Still scared to ship to production on Friday afternoon? Even after reading our previous post on maturing your release process? Here’s some practical advice on evolving your releases — from a fearful event to a trivial byproduct of building software.

Building a release and go-to-market strategy is only possible when you have complete control over your releases and can perform them confidently. Today I want to look a bit deeper at the first big step which will help you release with confidence by mitigating risk. By following the guidelines in this post, it should be possible to start shipping fearlessly. Let’s dive in!

Start small

Big releases can be scary. When multiple people make changes to a large codebase over several days or even weeks, it’s impossible to keep track of everything that has changed. Not knowing or understanding what will be shipped is one of the main reasons why people are anxious to release software. The easiest way to make a breakthrough here is to drastically scope down what’s in a release. Are you scared to ship a new piece of copywriting? What about a new read endpoint? These are things that are small enough to ship safely and can help your team build confidence. You can gradually increase the size of your releases, but try to avoid shipping too much at once. It’s almost always better to do multiple releases of smaller changes.

Code review

A simple way to raise the confidence level of your team is to do more and better code reviews.  Code reviews not only help your team get a better understanding of what is being shipped to production, but they also catch potential issues that the author missed. As a developer, there are many things we can do to facilitate reviewing our code. Keeping the changes small and digestible is a good start so reviewers don’t get discouraged by the sheer number of changes they are expected to review. Proper descriptions and commit messages will help a reviewer understand the reasons why you are making certain changes and allows them to give you better feedback. Beware of pitfalls like having a single gatekeeper reviewing everything or having only senior members do code reviews. If you push things one step further, you can already introduce more eyes on every change by letting team members pair up and work together more. Pairing up brings the additional benefit of increased focus. It reduces parallel work and keeps your releases small and focused on one problem at a time.

One-click deploys

In order to ship smaller bits more frequently, it’s essential to remove as much overhead as possible when it comes to deployment. When a release takes multiple hours to prepare, roll out, and monitor there is simply no way you can do multiple releases per day. Automating your build and release process helps you speed it up, encapsulates the complexity, and simplifies the process from the outside. Ideally, every team member should be able to start a release with the click of a button or merging a change to a certain branch. When people can’t ship quickly, changes will eventually pile up and become a hard-to-manage risk.

Automated testing

The more complex a codebase becomes, the harder it is to keep releases in check. A small change can easily introduce issues in another — seemingly unconnected — part of the codebase. Refactoring towards decoupled components and adding automated tests to prevent regression issues will reduce the number of surprise bugs over time and help people get a better understanding of the full changes in each release. Having a growing suite of regression tests should increase stability and confidence, but it can slow down the speed of your CI pipeline. Sometimes it can even be beneficial to run your regression tests in your production environment to not let it slow down your releases. This way, you can detect issues in production before your customers do while keeping a fast pipeline to ship your next release.

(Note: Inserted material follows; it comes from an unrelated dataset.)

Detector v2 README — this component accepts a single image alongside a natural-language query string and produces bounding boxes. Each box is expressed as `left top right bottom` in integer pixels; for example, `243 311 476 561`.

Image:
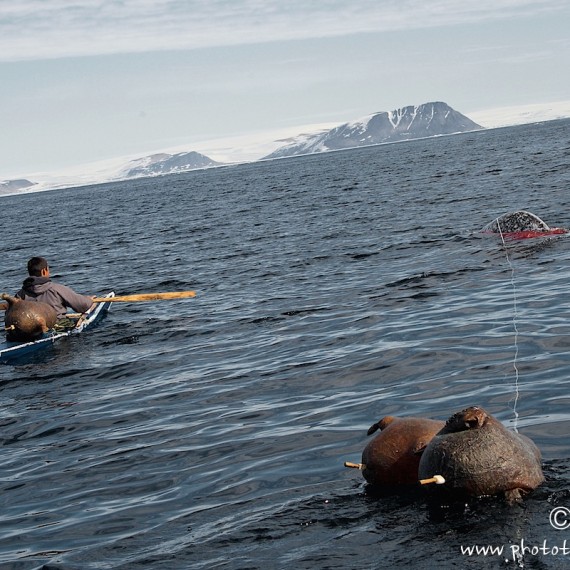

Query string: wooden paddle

Mean Time To Recovery (MTTR)

No matter how careful you are and how many tests you run, shipping often will not prevent you from shipping a bug. Even with diminished risk and small increments, something will end up going wrong in production. In those moments it’s essential to roll back to a stable release as quickly as possible. Rolling back to a previous release should be both faster and easier than rolling out a new release. As with any recovery process, make sure it works by testing it regularly. You don’t want to discover your rollback system is broken when trying to recover from a production issue.

Conclusion

In short, confidence in your releases will massively increase when you tackle smaller parts with more people. Working together puts more eyes on a problem and prevents work-in-progress from piling up. And just in case things go wrong, make sure it’s easy to rollback and redeploy. Good luck with your next Friday release!